Either way, the uplift business was having tough time until Top Gun: Maverick broke through, at the strictly secular level, last year. The last explicitly religious film to top $40 million at the box office appears to have been Breakthrough, from Fox, in 2019. In 2021, especially, darker fantasies—Spider-Man: No Way Home, Venom: Let There Be Carnage, Black Widow—prevailed. (Though the fairly inspirational but box office-deprived CODA slipped into the Oscars.)

Anyway, it’s nice to have the faith crowd back in seats.

Before the great lockdown and simultaneous socio-political eruptions over issues like abortion and gender identity, left-leaning Hollywood had seemed to be finding common ground with more right-leaning religious conservatives who are a mainstay of the inspiration market.

In early 2016, while still reporting for The New York Times, I actually spent several months trying to map the often hidden interface between conventional movie companies and those tens of millions of mostly Christian, faith-oriented viewers. Working in loose partnership with fellow reporter Brooks Barnes—though the obsession was mine—I invested a fair amount of energy and Times capital in getting to know dozens of people who were quietly trying to reconcile movies and matters of the spirit.

It was a fascinating tour. I remember having lunch with the quite secular producer Joe Roth, who explained that in making a film like Miracles From Heaven, he didn’t have to believe what his collaborators believed, but he had to believe that they believed. A few days later, I spoke with Roth’s fellow producer Bishop T. D. Jakes, who was stunned to learn that Roth had once been a plaintiff in the Supreme Court case that banned school prayer. They had too much common ground to worry about their differences.

The most interesting operatives were those being hired by studios to find and promote faith-aligned values in seemingly areligious mainstream films like Frozen, Sully, Hidden Figures or Twelve Years A Slave. Even a film as unlikely as Room, about the close confinement of a kidnapped woman, had its faith campaign. Until the culture boiled over with the 2016 election, movies were important to the religious audience, and that audience was important to the movies.

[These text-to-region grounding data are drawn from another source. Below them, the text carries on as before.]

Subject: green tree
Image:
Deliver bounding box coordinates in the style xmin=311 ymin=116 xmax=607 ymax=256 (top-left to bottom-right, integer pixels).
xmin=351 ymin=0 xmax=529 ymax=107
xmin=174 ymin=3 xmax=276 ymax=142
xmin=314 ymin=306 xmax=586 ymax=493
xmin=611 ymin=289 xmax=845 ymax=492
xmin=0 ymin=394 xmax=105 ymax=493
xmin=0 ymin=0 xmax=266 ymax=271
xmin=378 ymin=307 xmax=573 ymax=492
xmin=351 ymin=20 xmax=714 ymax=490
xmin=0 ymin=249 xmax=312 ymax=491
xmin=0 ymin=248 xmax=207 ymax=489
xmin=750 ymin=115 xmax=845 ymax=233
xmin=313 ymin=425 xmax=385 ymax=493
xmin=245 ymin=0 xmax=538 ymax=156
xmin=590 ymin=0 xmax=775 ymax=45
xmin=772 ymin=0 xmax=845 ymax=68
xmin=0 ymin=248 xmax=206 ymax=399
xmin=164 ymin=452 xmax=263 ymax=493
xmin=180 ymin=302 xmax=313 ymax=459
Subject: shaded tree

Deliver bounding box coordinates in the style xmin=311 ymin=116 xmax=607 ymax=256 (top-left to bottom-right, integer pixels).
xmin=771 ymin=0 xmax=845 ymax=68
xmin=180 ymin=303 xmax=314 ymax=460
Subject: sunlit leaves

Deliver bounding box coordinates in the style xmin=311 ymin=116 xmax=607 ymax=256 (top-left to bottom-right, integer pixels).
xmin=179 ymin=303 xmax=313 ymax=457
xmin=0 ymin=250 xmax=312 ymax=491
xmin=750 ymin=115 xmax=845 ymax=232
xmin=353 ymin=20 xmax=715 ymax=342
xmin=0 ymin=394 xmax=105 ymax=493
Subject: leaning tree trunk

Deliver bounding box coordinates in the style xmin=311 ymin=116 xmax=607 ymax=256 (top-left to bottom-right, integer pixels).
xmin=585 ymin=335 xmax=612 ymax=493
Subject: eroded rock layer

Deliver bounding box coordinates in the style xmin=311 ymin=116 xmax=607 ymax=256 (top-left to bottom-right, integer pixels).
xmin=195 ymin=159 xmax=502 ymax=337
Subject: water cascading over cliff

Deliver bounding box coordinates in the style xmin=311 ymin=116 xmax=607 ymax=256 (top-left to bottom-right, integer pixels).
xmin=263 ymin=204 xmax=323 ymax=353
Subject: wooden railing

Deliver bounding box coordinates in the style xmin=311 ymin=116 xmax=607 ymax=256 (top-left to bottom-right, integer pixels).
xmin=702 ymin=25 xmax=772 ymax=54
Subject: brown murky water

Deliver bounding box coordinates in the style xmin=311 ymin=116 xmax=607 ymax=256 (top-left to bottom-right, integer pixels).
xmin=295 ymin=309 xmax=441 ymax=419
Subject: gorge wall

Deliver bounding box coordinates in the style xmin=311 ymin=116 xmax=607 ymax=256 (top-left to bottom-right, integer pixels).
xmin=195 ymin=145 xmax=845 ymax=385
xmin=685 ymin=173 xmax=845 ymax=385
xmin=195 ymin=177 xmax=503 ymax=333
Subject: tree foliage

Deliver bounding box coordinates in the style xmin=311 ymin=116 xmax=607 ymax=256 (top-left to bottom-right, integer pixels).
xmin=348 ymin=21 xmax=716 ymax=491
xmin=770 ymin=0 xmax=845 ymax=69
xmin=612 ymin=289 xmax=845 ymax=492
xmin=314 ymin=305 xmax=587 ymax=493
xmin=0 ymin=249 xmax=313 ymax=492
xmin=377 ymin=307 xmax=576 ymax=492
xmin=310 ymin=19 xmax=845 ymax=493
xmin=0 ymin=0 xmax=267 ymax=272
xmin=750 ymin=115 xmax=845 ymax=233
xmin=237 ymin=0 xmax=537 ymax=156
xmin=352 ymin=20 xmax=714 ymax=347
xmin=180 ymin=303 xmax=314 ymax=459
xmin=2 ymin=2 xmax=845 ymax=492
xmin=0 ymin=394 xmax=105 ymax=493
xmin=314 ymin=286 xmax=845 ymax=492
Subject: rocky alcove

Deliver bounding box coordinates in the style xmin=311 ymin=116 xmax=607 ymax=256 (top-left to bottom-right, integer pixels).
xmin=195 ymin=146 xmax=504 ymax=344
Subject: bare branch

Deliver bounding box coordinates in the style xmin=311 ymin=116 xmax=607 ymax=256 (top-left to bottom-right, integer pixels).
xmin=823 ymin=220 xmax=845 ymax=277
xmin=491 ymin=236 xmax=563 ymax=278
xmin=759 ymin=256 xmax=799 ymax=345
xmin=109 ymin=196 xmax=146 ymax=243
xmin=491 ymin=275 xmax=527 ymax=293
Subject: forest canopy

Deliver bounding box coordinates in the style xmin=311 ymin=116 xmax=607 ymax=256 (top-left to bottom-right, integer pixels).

The Times project, intended as a three-part series, more or less imploded when I left the paper in the summer of 2016. Brooks picked up the theme, and wrote a fine piece, which was published on Dec. 25 of that year (with, as I recall, an illustration that featured a weirdly incongruous Christmas Day crucifix).

As for the producers and consultants who had been building bridges—Roth, DeVon Franklin, Corby Pons, Marshall Mitchell, Jonathan Bock, Matthew Faraci, Ted Baehr and others—they didn’t evaporate. You can still find most of them,  doing the same work, with a simple Google search.

But they seemed to pull back a bit, to go quiet while the movies became darker, angrier, and less prone to inspiration.

Perhaps until now. If the faithful are back in the theater pews, amen. Some uplift is in order.